If you don’t set boundaries, people will never stop asking. Many successful individuals mistakenly believe that providing financial help will reduce demands over time. But in reality, the more you give, the more you perpetuate their dependency. Warren Buffett famously said, “If you give someone financial help once, it’s a gift. If you do it regularly, it’s a salary.” When people depend on your generosity, they rarely look for other ways to sustain themselves.
2. Get As Much Financial Education as You Can
Many celebrities and even ordinary people who suddenly come into wealth, quickly go broke because they were never taught how to manage money. We all assume that a multimillion-dollar contract means endless riches, but money disappears fast when there’s no plan to manage it.
A now world-famous 2009 study by Sports Illustrated found that 60% of NBA players go broke within five years of retirement. And 78% of former NFL players experience financial distress two years after retirement. Contrast this with players like Glover Quin, who lived on only 30% of his earnings and invested the rest.
Among other reasons, one that is often cited in the case of these athletes is their lack of financial literacy. Most athletes start their careers in the 20s, without any knowledge on how to manage huge earnings. They are also mostly focused on their sport. But even this cannot possibly be an excuse. Regardless of where you are in your journey, you need to find ways to educate yourself on how to manage your financial affairs. Because if you don’t control your money, others will.
3. Know When to Say “No” And Mean It!
In our culture where saying “no” is often seen as disrespectful or even unkind, many successful individuals struggle with guilt when they try to set limits. But as harsh as it sounds, helping everyone often means helping no one, including sometimes, the people you love.
Consider incorporating these lessons into your daydream routines of how you will use your wealth when you finally get it!
Glover Quin
Conclusion
Asake’s story, like that of Obi, reminds us that wealth will always test our relationships.

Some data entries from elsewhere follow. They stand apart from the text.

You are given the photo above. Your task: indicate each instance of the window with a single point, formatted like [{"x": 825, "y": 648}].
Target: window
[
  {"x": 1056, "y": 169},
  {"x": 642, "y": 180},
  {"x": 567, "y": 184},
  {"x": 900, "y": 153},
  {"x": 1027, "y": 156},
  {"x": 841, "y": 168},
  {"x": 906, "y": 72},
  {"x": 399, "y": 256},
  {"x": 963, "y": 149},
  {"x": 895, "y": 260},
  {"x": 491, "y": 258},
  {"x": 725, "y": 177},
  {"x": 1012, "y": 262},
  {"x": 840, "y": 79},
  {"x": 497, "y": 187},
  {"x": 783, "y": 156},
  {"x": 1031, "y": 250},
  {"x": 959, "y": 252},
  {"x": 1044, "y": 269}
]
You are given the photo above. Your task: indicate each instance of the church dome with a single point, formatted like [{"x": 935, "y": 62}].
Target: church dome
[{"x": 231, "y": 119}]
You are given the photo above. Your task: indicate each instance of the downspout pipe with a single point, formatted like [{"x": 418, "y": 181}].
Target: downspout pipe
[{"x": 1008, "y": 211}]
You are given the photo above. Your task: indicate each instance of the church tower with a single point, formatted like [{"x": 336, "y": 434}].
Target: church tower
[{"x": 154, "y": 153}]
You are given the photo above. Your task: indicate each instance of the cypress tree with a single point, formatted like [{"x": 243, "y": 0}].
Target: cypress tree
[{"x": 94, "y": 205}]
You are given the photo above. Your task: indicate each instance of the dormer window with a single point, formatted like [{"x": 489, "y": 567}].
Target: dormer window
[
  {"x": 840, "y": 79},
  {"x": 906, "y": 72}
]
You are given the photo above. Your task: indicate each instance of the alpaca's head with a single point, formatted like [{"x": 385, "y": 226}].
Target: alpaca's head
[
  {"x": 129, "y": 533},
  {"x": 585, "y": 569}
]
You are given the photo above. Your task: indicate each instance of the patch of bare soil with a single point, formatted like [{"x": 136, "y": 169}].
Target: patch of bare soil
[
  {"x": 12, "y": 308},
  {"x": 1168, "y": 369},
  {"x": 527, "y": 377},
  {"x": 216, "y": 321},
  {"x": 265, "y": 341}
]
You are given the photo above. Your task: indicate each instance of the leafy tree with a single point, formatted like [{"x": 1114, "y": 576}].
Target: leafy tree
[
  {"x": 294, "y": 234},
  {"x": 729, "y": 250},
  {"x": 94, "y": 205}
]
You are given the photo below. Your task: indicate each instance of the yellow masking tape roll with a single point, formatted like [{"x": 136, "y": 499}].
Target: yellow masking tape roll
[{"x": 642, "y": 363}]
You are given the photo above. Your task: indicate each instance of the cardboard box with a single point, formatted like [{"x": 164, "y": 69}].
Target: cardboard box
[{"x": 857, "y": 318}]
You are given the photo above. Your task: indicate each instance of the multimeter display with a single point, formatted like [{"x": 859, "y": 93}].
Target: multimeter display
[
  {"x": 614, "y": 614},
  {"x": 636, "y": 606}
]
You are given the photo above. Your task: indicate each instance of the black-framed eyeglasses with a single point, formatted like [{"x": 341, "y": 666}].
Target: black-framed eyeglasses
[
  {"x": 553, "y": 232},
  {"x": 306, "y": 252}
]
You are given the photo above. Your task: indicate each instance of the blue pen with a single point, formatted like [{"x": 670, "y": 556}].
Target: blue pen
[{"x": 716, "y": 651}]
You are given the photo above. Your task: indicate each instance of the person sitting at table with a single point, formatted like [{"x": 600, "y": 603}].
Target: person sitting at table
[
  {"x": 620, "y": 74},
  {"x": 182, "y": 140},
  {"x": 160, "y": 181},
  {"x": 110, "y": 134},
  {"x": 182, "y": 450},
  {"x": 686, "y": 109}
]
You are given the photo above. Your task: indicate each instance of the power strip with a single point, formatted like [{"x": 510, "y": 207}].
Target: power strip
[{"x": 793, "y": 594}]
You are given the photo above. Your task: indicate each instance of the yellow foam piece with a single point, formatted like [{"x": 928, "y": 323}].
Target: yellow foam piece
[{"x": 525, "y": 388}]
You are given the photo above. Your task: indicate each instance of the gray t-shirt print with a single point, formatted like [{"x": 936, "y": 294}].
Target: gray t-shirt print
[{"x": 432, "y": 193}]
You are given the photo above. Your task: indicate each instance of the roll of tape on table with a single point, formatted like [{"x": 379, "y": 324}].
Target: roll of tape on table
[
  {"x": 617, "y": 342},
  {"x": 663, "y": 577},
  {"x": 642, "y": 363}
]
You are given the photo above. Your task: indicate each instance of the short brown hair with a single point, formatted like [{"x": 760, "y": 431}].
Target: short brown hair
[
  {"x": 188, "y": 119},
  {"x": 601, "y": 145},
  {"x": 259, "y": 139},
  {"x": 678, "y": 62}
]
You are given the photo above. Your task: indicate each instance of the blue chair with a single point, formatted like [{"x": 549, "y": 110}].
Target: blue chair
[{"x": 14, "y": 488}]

Your wealth will attract both healthy and unhealthy expectations from family and friends. Saying No to unhealthy expectations will make you a villain in their eyes. But giving endlessly will leave you with nothing. The key to #survivingsuccess in African culture is balance. Be generous, but never at the cost of your financial security. Give but do not encourage dependency. If you don’t protect your wealth, no one else will.